26 September 2014
by Pete Long
When guitarist Vogg resurrected Decapitated following the tragic road accident in 2007 that shattered the band, he could have chosen to keep doing the same things that had made Decapitated as big as they are. The 2011 release of Carnival is Forever was definitely not the result of such a decision. Blood Mantra is another step down that path, away from the sounds of traditional death metal.
‘Exiled In Flesh’ opens the album with a tremolo riff, eventually joined by the blastbeats. It’s the mix of these black metal elements and a more modern, rhythmic sound (that might be compared to Meshuggah) that makes up the majority of this album. The technicality is as impressive as ever with Decapitated, with new drummer Michał Łysejko fitting in straight away. There’s also been a big improvement in vocalist Rasta’s growls. They’re deeper and more sustained and bring more brutality to the mix as a result.

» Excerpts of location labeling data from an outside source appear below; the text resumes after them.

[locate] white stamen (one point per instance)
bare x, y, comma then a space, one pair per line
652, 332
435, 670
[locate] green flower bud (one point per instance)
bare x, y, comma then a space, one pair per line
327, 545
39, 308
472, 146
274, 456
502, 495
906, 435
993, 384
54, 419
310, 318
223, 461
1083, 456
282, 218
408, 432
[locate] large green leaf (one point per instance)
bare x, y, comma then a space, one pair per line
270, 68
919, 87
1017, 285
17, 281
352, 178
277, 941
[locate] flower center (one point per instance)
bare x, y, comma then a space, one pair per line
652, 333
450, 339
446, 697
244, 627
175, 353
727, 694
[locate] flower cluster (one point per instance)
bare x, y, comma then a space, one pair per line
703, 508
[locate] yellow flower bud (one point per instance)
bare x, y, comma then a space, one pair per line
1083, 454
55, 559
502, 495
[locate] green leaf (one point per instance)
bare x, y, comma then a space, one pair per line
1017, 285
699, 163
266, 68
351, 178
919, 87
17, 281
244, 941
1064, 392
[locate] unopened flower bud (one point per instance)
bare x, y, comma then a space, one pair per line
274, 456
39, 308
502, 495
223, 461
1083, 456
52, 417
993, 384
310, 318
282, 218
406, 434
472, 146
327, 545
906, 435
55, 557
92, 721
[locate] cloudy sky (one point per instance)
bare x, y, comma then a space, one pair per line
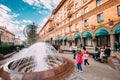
16, 14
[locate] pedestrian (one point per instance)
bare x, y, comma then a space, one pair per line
107, 52
74, 51
85, 56
96, 53
102, 50
83, 51
79, 61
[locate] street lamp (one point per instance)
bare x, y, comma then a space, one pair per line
1, 32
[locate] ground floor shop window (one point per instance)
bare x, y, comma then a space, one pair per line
65, 42
103, 40
117, 38
77, 41
61, 42
88, 42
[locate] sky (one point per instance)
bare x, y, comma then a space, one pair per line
16, 14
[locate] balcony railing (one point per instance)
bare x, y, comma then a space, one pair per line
70, 5
69, 14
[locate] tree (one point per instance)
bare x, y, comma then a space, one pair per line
31, 32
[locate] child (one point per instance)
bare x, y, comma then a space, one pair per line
79, 61
85, 56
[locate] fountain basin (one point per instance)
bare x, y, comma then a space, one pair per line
51, 74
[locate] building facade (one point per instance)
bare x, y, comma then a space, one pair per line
6, 37
83, 22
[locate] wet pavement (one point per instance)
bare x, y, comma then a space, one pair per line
97, 71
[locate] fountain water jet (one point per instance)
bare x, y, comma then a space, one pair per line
38, 62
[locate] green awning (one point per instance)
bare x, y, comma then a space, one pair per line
65, 38
102, 32
87, 35
60, 39
56, 39
117, 31
77, 36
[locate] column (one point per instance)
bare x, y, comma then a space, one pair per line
94, 41
82, 41
112, 41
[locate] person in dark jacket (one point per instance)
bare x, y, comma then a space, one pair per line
107, 52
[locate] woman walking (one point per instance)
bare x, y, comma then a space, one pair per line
79, 61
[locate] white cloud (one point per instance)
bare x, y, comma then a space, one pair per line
41, 24
49, 4
6, 20
5, 8
26, 21
43, 11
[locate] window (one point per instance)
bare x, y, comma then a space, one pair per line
76, 5
64, 7
100, 17
65, 31
84, 1
70, 29
76, 15
86, 22
64, 14
98, 2
86, 10
118, 9
69, 1
76, 26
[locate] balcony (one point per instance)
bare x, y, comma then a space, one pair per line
70, 4
69, 15
51, 29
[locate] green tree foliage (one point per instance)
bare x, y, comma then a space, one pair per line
32, 33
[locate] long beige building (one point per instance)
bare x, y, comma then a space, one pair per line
83, 22
6, 37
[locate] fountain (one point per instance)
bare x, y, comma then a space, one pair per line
38, 62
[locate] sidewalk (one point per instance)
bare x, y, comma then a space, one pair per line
97, 71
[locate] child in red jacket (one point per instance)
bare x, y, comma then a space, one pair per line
79, 61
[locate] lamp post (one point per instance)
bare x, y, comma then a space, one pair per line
1, 32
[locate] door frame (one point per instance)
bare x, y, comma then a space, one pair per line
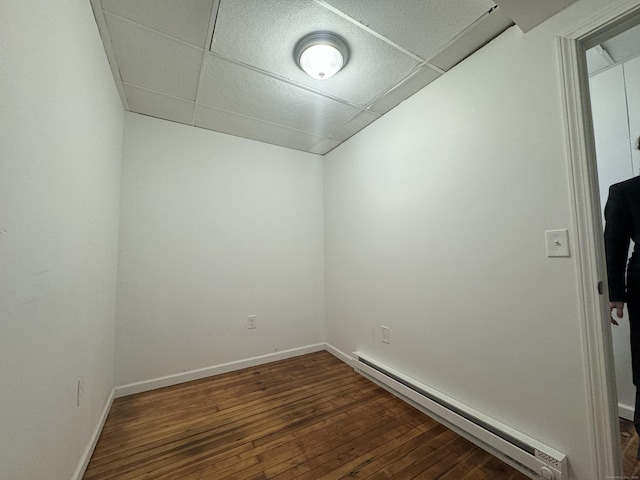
596, 339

Sadly, that isn’t enough to make it notably brutal, or notably anything much of the time. It’s not that they are writing bad music here, but memorable moments are surprisingly few and far between blander stretches. Songs have killer moments mixed in with the not-so-killer filler, like the groovy riffs at the end of ‘Nest’ or the already mentioned intro of ‘Exiled in Flesh’. When the bright parts outweigh the dull it sees Decapitated at their best, with tracks like ‘Blindness’ just keeping on building and building, with the many subtle flourishes ensuring its freshness. The variety between the styles is what sells the keepers, like ‘Veins’, where a prolonged melodic middle really sets the scene for the more simplistic and crushing ending.
It’s good to see bands that continue to innovate, but the point of innovation is to improve, and Decapitated haven’t really hit the mark here. Sure, some fans will still enjoy this, but Blood Mantra represents a missed opportunity. There is enough quality here to show that Decapitated still have it, but not enough to make this album a must-have.